Eles se encararam por um tempo. Gabi percebeu o quanto ele estava atribulado, mas não sentiu vontade de ajudar. Esperou onde estava e, surpreendendo-a, ele deu um passo e a abraçou.
Num primeiro momento, ela sentiu o corpo inteiro tenso; todavia, percebeu o pulsar do coração de Pablo contra o rosto, o calor dos braços e o perfume agradável que emanava do peito firme. O gesto transmitiu tanto conforto e proteção que ela não se conteve em abraçá-lo de volta.
Ele era tão macio e afável... Ela nunca sentira tamanha doçura em outro ser humano. Os braços dele subiram por sua cintura enquanto a respiração irregular movia as madeixas do topo de sua cabeça. Ela ficou curiosa em saber se qualquer abraço poderia ser assim — fazia séculos que não se deixava abraçar por ninguém.

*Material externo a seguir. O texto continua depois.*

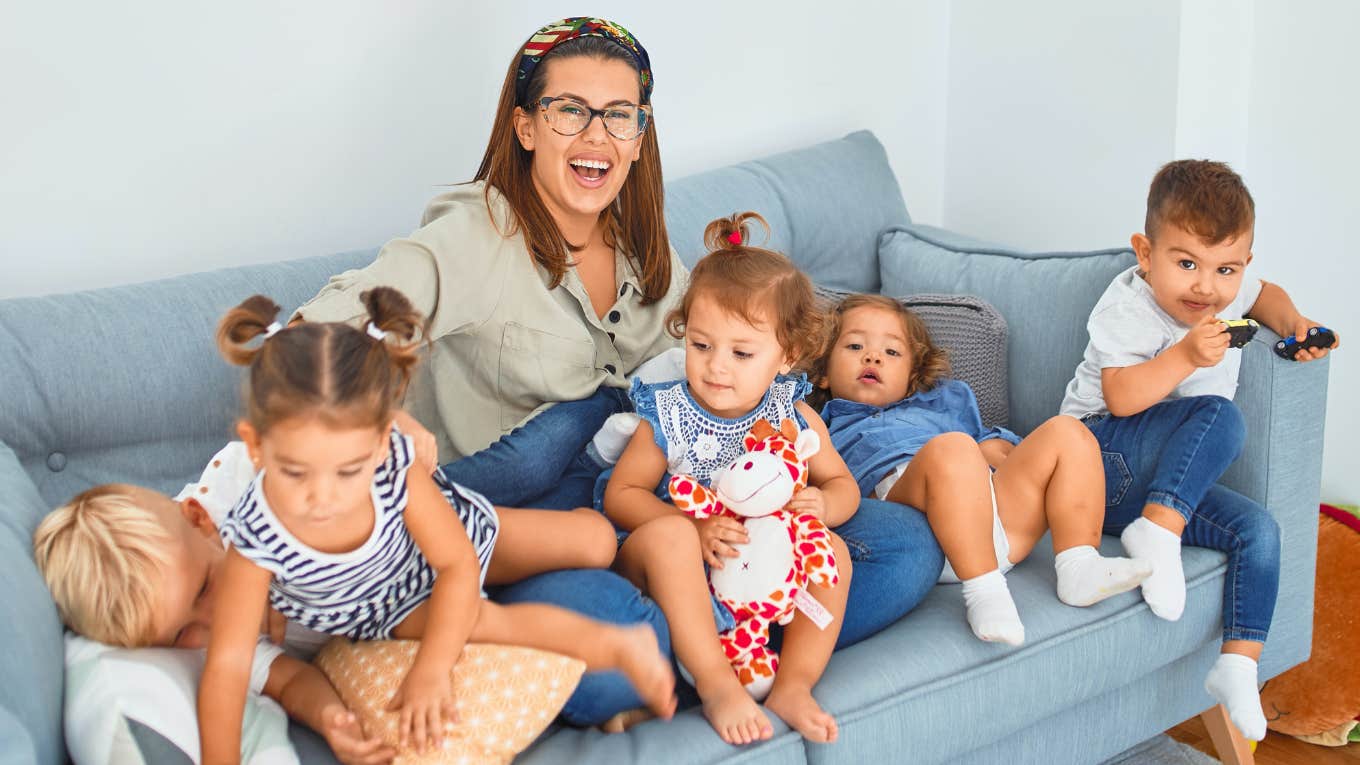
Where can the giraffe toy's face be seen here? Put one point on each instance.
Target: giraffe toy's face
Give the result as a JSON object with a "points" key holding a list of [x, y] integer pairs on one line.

— Você é um problema, Gabi. Eu realmente gosto de você. Se pudesse, impediria que você se envolvesse com qualquer um de nós, mas parece que você está determinada a nos provocar.
Ela se afastou a fim de encará-lo, mas não chegou a soltar seus braços.
— O que quer dizer com isso?
— Você não sabe mesmo, não é? Não tem ideia do efeito que causa...
Com isso, ele a soltou, e ambos caminharam lentamente de volta para a pensão. Antes de ir para o carro, Pablo se aproximou e a segurou pelo queixo, forçando-a a encará-lo.
— É impressionante o fato de você não perceber o quanto é linda, em todos os sentidos.
Quando Gabi fez menção de argumentar, ele depositou um beijo casto em seus lábios. Tão fugaz quanto começou, o beijo terminou.
— Obrigado pela companhia. Não precisamos falar a respeito nem transformar esse gesto num problema, pois não vai se repetir. Espero que isso não interfira na nossa relação — deu a volta, entrou no carro e baixou o vidro —, boa noite, Gabi.
Enquanto as lanternas da X1 se distanciavam, Gabi tentava interpretar a confusão que se tornara sua existência.